126.96.36.199 Consider Claims for Equitable Relief
When one of the plaintiff’s objectives is to force the defendant to change its practices, or when damages are minimal or may annihilate the defendant, the plaintiff should consider adding an equitable claim that may provide for rescission, cancellation of the transaction at issue, or injunctive or declaratory relief. A class action seeking only equitable relief can be certified under Rule 23(b)(2), which has less strict standards as to certification and notice than a class seeking damages that must be certified under Rule 23(b)(3). A comparison of Rule 23(b)(2) and Rule 23(b)(3) certification requirements is found in Chapter 10, infra.
Equitable relief in some cases can even prove more helpful to injured consumers than a damage award.
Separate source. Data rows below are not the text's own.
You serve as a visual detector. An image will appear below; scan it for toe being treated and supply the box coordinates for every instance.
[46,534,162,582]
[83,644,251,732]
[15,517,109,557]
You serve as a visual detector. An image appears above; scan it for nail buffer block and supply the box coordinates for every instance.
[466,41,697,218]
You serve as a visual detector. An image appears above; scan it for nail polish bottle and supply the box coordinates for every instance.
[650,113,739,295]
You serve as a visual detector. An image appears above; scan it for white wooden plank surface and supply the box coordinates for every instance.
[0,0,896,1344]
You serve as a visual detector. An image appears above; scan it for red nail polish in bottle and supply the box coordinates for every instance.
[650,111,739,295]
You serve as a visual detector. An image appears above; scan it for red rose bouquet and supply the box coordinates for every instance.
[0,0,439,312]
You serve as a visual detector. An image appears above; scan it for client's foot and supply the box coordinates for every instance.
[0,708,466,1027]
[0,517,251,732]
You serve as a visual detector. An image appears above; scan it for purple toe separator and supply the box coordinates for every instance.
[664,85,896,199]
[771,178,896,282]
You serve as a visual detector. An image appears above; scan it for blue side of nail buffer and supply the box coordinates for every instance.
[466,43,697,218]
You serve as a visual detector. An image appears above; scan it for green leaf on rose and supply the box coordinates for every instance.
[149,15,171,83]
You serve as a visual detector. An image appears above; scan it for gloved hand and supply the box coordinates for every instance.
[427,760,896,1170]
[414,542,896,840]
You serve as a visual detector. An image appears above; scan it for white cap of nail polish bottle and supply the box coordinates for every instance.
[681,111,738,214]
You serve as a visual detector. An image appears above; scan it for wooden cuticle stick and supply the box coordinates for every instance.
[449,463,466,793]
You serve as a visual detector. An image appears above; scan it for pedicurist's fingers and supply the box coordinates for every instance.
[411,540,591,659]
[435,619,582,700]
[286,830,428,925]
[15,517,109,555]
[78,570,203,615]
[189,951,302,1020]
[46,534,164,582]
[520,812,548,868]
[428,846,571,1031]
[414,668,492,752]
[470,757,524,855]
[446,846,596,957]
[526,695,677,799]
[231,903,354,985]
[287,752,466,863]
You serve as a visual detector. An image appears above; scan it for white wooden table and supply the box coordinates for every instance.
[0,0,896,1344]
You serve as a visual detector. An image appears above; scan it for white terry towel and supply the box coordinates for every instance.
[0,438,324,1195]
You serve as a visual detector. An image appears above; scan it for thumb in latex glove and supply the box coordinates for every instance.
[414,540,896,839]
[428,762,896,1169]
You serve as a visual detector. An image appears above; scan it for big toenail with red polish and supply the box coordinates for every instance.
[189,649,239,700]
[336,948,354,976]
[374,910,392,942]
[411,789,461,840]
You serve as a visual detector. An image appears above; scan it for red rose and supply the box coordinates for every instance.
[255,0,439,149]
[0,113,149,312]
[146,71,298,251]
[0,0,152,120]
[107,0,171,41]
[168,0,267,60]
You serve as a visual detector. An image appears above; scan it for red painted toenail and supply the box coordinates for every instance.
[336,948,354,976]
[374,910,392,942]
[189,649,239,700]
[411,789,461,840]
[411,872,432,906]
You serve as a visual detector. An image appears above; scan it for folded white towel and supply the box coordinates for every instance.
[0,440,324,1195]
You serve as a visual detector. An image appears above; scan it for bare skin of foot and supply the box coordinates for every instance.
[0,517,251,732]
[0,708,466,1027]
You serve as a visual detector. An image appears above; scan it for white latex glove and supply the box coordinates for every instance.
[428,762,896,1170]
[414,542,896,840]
If only minimal statutory damages are available, the declaratory or injunctive relief requested may eliminate a more substantial aspect of the injury suffered by the class and also prevent future injury.
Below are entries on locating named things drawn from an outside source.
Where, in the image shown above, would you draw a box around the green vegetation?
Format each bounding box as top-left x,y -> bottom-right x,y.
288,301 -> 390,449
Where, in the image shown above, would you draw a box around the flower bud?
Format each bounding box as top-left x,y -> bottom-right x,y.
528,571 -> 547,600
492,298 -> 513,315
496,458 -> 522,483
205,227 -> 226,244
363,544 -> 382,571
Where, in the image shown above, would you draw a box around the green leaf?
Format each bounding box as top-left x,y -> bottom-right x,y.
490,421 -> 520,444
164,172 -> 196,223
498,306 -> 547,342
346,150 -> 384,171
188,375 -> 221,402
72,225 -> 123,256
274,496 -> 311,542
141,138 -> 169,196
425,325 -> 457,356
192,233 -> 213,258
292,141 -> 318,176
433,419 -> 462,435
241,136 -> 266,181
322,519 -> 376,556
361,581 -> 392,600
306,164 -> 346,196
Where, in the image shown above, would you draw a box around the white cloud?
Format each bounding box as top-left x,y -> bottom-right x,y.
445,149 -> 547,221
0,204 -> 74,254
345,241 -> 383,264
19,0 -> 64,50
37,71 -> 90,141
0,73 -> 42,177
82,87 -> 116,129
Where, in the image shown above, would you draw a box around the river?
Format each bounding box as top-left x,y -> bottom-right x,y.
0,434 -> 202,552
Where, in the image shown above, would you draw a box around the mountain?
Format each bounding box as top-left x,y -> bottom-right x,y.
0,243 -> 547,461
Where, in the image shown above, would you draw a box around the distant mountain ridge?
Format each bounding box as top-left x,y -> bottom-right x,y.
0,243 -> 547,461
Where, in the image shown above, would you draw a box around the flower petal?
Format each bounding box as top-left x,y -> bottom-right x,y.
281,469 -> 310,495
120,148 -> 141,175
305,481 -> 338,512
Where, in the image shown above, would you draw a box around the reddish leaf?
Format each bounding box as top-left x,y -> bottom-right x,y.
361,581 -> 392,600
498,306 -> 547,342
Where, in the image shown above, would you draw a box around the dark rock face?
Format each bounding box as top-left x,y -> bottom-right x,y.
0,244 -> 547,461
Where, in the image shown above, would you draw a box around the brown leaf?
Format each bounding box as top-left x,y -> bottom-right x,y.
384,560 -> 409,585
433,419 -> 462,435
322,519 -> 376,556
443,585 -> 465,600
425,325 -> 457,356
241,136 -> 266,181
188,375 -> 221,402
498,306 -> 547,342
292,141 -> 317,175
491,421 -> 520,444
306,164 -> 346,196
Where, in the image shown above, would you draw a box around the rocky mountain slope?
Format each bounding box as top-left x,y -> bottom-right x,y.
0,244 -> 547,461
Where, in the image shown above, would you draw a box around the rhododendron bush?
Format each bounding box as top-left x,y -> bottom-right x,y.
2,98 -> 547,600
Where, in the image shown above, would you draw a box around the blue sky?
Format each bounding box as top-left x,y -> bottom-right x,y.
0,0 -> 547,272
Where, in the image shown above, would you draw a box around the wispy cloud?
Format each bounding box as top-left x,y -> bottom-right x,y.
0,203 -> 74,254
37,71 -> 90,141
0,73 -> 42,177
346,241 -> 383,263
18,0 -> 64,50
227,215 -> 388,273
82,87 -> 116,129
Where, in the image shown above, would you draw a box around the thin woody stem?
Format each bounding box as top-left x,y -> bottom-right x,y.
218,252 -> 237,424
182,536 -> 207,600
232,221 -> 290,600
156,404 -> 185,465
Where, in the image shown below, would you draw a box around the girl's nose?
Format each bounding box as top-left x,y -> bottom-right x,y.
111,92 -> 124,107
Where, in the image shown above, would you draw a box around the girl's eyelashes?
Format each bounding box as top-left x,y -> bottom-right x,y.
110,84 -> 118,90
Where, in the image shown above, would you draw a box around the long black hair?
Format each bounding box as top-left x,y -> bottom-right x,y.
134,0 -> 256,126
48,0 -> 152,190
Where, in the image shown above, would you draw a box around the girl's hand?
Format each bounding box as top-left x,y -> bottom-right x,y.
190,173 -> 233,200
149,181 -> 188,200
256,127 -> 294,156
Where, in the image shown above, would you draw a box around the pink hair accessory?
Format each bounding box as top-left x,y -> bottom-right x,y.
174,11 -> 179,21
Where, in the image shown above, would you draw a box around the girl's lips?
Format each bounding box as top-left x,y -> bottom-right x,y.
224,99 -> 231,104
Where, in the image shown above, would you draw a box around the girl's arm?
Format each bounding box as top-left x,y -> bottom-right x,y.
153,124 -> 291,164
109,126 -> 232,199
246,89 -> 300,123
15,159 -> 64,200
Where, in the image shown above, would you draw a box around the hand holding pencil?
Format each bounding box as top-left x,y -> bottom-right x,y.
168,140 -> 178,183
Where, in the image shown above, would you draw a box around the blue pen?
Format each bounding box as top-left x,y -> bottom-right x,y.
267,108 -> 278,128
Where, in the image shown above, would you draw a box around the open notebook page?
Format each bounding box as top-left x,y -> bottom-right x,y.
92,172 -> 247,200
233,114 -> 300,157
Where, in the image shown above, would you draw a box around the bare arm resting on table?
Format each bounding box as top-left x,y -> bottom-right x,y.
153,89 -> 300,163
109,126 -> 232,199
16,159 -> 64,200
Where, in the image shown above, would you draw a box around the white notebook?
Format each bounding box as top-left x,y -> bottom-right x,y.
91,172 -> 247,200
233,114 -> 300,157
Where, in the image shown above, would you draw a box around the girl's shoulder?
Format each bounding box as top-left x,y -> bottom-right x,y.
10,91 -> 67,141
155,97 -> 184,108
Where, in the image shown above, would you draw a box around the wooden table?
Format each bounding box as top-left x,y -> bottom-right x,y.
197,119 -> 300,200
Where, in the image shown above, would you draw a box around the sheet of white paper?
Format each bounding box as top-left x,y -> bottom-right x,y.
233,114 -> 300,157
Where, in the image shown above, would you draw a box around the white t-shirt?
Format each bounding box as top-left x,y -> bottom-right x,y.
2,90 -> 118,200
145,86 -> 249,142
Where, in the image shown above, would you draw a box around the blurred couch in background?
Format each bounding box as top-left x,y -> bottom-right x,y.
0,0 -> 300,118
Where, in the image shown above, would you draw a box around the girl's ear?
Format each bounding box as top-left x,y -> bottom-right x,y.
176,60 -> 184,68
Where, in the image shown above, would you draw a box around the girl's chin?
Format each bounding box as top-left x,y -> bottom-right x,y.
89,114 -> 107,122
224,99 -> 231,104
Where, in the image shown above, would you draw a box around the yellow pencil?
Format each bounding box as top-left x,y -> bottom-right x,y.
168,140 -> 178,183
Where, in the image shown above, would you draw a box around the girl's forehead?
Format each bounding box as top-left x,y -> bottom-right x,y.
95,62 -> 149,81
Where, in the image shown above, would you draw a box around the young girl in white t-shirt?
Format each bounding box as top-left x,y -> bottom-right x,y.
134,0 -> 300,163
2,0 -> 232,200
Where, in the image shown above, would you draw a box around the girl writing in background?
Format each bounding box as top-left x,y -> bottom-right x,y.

Moreover, if the relief requested will prevent the defendant from continuing its violations in the future, the court may view the case as more significant than if the plaintiff were solely requesting minimal damages for each class member, because the potential result could be a more constructive approach to the violations. The court may view equitable relief as a good alternative to damages that could put the defendant out of business.
A request for injunctive or declaratory relief may sometimes require a certain amount of creativity so as to benefit the class while maintaining the financial integrity of the defendant. Equitable relief may also require monitoring to ensure the defendant’s compliance. The court may be expected to inquire, as to any equitable relief granted, what the mechanism will be to assure compliance, who will be responsible for assuring compliance, what remedies will exist for failure to comply, and the time period during which compliance will be reviewed.